1.EHL produces a hydraulic shockwave and cavitation bubble. It may be used in normal saline solutions.

2.Holmium laser lithotripsy causes stone vaporization by a photothermal

mechanism, and when it is used the stone should be painted.

3.Cyanide may be produced when the holmium laser is used to fragment uric acid calculi. To date no untoward effects due to this have been reported.

4.Ultrasound breaks the stone by causing the stone to resonate at a high frequency. Considerable heat may develop at the interface.
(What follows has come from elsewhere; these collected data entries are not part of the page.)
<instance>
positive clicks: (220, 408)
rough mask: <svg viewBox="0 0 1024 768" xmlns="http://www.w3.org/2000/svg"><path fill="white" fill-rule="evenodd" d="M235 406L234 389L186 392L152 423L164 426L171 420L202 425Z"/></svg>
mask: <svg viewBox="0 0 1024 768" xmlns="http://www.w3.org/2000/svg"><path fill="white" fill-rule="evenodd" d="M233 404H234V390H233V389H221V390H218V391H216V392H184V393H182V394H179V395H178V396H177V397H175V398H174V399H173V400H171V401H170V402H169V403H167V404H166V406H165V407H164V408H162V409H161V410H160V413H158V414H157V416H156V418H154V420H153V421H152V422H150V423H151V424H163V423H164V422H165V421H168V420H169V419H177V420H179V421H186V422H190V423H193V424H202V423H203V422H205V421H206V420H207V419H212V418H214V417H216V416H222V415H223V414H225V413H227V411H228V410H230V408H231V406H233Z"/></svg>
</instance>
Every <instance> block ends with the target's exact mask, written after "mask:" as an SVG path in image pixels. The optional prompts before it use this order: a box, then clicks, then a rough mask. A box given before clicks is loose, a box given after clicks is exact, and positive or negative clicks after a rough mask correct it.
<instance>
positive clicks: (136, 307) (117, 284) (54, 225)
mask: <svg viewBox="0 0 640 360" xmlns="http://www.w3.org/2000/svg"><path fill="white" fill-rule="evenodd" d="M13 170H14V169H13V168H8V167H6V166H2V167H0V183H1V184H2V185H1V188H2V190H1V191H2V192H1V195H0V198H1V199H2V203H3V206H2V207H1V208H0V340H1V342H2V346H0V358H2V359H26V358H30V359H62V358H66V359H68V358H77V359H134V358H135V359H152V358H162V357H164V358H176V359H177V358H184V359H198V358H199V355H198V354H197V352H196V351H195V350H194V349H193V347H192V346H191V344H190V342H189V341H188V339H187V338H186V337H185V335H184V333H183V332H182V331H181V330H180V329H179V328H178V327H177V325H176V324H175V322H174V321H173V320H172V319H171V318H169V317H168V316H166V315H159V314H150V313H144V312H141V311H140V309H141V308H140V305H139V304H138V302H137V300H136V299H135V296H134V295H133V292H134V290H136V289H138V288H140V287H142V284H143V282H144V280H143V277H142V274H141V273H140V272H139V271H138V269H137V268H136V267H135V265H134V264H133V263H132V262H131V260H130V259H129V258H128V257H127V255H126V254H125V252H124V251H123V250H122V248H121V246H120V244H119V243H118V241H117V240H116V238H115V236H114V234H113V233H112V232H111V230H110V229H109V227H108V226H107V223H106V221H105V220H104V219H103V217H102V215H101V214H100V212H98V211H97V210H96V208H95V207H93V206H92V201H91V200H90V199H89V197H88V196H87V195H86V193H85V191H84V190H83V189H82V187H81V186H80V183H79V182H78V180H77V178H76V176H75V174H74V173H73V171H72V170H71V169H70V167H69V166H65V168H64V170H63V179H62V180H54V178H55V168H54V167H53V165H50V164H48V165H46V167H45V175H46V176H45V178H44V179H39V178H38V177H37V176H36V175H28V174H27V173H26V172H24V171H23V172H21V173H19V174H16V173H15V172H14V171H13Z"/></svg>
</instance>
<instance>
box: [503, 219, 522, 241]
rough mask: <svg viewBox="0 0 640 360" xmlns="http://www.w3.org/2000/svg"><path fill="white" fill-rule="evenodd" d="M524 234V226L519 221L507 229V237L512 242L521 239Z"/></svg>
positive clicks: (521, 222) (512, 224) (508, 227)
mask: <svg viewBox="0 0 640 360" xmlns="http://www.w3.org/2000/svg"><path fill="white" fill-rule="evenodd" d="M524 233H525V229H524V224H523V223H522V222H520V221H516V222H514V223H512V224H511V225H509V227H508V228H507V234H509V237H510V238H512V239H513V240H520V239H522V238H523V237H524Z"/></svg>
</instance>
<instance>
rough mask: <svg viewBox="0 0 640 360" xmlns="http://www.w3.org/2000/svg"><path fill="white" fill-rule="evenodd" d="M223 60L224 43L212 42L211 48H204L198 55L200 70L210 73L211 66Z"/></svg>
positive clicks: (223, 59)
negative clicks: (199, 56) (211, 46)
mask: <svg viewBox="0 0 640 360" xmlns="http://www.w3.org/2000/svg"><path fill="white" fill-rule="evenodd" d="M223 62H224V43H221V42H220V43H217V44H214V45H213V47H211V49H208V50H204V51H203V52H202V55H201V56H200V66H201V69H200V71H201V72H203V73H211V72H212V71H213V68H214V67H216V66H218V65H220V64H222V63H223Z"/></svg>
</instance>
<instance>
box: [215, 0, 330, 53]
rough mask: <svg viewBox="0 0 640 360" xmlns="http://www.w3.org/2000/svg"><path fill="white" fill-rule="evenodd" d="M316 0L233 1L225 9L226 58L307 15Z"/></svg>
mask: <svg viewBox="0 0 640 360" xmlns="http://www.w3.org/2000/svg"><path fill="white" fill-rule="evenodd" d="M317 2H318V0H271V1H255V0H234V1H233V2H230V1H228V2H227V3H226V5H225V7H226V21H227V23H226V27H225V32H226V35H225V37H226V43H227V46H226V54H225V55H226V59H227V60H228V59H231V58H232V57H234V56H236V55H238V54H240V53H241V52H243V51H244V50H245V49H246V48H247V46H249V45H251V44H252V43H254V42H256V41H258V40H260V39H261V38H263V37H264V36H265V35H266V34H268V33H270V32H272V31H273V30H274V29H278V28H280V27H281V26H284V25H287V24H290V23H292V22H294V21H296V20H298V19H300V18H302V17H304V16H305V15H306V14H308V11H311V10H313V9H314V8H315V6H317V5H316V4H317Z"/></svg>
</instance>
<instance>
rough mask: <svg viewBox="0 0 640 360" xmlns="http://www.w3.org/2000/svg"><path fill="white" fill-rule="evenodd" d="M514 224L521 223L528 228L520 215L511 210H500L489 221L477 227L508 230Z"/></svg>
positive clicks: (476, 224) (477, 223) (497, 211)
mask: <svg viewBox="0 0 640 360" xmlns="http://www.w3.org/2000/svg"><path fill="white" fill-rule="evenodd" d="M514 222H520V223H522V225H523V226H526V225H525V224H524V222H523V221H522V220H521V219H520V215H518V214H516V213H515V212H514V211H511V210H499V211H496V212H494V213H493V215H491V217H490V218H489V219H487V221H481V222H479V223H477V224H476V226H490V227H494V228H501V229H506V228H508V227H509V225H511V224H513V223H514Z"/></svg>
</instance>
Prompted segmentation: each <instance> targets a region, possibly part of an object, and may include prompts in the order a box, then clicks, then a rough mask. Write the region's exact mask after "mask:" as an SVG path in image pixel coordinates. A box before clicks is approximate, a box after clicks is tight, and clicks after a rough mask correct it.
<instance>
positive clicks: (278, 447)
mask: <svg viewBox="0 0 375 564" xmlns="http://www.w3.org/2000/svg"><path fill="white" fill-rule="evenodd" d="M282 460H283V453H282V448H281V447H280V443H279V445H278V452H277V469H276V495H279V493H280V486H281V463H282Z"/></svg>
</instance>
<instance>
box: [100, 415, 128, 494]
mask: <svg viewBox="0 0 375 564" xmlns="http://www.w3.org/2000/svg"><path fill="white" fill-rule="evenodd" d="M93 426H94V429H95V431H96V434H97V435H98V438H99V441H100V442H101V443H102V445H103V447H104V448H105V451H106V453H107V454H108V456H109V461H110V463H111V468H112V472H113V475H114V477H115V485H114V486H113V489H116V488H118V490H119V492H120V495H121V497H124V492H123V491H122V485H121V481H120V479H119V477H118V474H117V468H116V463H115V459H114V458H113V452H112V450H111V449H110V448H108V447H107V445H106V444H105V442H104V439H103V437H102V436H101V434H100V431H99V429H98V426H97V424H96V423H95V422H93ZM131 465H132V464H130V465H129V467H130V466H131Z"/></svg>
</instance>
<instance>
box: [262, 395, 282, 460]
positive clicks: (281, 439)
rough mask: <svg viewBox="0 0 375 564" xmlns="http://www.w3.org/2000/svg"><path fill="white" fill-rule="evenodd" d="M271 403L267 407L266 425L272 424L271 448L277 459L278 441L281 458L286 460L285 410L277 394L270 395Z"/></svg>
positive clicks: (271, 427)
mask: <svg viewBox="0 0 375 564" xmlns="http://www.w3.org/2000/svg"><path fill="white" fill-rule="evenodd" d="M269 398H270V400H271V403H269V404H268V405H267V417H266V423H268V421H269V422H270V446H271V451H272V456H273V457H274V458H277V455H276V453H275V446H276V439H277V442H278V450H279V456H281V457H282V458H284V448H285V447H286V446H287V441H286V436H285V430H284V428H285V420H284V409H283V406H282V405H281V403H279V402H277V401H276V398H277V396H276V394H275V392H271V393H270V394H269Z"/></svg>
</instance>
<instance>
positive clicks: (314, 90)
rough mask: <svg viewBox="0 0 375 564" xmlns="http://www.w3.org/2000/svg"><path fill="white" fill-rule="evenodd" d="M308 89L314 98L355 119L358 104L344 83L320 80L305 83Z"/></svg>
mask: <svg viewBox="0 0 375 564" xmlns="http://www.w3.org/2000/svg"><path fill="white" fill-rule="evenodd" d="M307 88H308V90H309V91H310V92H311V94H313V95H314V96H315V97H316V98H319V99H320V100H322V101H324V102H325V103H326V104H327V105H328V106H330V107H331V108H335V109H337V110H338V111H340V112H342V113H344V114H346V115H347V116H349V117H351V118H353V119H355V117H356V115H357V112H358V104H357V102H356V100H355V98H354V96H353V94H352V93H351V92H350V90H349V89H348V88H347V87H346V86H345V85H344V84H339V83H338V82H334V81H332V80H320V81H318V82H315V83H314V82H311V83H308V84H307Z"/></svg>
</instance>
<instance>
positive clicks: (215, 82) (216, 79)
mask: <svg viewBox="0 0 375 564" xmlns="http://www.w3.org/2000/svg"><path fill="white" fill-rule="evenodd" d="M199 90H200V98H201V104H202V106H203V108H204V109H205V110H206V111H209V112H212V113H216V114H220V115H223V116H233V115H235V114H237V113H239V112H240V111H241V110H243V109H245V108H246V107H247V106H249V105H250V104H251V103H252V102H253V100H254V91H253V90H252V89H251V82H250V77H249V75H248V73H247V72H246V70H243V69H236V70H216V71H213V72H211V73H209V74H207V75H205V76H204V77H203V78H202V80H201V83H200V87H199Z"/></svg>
5.Stone comminution occurs by two basic mechanisms: mechanical stresses produced by the incident shockwave and collapse of cavitation bubbles adjacent to the surface of the stone.
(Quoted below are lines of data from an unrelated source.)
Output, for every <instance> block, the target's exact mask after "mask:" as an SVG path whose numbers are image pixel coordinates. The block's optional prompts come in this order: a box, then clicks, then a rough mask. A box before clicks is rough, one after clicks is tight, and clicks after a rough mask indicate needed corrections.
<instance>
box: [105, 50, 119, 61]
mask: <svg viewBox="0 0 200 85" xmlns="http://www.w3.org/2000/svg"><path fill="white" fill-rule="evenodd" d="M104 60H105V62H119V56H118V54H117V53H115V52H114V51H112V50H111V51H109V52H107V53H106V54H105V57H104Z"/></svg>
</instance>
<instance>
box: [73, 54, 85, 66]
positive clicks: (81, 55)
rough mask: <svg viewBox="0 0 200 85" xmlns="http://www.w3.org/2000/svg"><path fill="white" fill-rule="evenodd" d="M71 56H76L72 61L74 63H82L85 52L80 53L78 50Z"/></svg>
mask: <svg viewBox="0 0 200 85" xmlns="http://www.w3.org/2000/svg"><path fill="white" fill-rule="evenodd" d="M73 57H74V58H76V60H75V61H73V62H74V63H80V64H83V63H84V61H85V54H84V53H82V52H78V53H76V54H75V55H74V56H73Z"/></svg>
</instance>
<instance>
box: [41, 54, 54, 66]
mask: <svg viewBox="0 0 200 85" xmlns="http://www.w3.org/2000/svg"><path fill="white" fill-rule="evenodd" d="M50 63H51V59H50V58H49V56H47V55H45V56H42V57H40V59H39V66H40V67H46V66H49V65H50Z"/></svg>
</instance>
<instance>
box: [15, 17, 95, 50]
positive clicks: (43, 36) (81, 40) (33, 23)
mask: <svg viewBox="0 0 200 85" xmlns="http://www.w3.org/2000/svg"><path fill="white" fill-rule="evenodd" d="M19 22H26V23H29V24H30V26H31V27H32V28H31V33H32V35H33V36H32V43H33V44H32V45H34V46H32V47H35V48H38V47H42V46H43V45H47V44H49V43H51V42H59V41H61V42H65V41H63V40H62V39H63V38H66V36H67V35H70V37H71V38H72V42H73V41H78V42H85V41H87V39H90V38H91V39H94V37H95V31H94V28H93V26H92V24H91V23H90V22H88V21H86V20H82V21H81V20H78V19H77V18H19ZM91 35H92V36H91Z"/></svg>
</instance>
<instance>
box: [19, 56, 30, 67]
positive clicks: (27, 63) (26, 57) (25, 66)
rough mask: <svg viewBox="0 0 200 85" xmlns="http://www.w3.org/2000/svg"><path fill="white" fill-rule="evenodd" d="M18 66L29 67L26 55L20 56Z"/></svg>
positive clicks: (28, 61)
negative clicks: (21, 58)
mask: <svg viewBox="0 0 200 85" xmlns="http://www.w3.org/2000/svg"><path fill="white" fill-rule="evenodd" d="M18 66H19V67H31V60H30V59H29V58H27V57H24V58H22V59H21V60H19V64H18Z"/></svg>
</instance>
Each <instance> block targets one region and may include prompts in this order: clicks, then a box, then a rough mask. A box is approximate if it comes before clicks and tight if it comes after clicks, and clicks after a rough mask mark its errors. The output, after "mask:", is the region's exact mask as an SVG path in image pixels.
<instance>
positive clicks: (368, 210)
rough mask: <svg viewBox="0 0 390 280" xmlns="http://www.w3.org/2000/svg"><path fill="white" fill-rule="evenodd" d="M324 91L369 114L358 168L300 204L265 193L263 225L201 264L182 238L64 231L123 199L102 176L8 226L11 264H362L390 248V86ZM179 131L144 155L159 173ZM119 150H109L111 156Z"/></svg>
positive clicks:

6.The entire ureter can be more easily accessed in the female with a rigid ureteroscope.

7.For uncomplicated ureteroscopies, a ureteral stent may be safely omitted.

8.There is a 3% to 6% incidence of ureteral stricture following ureteroscopy; therefore, follow-up imaging should be performed.
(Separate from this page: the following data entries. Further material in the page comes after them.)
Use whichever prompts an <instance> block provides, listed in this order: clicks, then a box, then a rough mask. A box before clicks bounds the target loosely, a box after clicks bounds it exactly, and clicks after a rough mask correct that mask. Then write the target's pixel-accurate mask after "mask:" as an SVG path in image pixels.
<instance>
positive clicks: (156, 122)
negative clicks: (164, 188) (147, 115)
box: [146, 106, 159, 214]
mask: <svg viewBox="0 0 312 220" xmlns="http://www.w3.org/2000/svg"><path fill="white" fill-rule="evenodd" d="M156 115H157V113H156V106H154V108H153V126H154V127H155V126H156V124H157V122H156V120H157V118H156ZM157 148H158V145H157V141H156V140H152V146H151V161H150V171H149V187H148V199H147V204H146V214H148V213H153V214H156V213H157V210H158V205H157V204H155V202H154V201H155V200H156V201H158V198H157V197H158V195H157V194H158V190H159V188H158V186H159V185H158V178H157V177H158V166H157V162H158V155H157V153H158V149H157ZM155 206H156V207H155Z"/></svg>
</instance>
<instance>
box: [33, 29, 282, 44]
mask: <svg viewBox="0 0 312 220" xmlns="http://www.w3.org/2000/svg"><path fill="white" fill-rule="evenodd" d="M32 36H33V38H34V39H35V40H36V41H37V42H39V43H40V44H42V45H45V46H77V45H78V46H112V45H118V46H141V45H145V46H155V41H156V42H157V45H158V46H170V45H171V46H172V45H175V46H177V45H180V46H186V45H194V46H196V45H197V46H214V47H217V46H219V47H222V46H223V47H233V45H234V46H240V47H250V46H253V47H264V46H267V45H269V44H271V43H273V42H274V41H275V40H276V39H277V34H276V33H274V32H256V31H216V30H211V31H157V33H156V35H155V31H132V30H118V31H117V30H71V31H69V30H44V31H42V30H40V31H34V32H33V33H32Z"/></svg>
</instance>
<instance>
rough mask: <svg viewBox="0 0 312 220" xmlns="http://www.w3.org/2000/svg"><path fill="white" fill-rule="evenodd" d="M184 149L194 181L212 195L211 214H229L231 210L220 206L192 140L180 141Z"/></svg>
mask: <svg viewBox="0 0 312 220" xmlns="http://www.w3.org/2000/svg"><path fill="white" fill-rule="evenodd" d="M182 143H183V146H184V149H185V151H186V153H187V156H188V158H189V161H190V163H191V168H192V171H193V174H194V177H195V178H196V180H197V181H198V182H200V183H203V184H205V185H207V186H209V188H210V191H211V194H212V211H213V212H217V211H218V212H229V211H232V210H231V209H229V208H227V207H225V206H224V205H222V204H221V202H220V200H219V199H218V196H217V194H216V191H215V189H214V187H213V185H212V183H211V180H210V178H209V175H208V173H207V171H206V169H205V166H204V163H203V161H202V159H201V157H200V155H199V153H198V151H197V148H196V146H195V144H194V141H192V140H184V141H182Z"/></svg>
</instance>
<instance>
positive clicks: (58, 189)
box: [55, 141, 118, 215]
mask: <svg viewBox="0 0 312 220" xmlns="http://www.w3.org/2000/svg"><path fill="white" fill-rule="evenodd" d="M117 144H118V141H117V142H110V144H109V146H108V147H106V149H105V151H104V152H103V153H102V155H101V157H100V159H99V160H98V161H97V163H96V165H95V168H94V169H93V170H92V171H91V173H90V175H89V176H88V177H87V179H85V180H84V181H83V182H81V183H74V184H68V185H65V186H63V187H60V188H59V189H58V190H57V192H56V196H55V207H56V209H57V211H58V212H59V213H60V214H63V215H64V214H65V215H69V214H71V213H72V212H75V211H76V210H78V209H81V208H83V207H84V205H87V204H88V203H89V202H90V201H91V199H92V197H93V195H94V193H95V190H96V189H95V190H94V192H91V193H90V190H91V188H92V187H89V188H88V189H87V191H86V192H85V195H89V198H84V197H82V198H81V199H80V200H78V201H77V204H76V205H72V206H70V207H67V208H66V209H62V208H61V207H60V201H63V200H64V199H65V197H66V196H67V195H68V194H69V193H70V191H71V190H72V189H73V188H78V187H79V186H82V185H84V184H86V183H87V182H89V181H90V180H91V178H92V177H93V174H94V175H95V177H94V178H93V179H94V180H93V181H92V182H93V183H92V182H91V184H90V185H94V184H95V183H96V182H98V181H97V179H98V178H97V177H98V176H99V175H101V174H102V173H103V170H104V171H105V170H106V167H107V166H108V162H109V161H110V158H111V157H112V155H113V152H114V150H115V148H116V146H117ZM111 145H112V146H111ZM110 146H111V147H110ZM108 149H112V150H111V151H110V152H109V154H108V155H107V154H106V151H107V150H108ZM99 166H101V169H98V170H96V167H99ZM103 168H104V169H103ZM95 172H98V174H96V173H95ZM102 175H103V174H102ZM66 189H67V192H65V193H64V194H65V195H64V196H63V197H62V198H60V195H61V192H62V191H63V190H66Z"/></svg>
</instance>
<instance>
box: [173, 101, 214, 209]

9.Struvite stones must be removed completely to minimize the risk of continued urea-splitting bacteriuria.

10.Cystine and brushite are the stones most resistant to SWL, followed by calcium oxalate monohydrate. Next, in descending order, are hydroxyapatite, struvite, calcium oxalate dihydrate, and uric acid stones.

11.When anticoagulation cannot be temporarily discontinued, the use of ureteroscopy in combination with holmium laser lithotripsy is preferred.

12.The majority of ureteral stones less than 5 mm will pass spontaneously.

13.There are three primary types of shockwave generators: electrohydraulic (Spark Gap), electromagnetic, and piezoelectric. Microexplosive generators have also been produced but have not gained mainstream acceptance.

14.Patients with existing hypertension are at increased risk for the development of perinephric hematomas as a consequence of SWL.

15.Cephalosporins are the most appropriately used antibiotics for prophylaxis of surgical procedures in noninfected stone cases, because the most common secondarily infecting organism is S. epidermidis.

16.Transvaginal ultrasonography may be used in the pregnant female to observe the lower ureters.

17.Fifty percent to 80% of pregnant patients will spontaneously pass the calculus.

18.Pregnancy induces a state of absorptive hypercalciuria and mild hyperuricosuria that is offset by increased excretion of urinary inhibitors

such as citrate and magnesium, as well as increased urinary output. The metabolic changes in pregnancy do not influence the rate of new stone occurrence. However, paradoxically, it has been suggested that metabolic alterations in urine may contribute to accelerated encrustation of stents during pregnancy.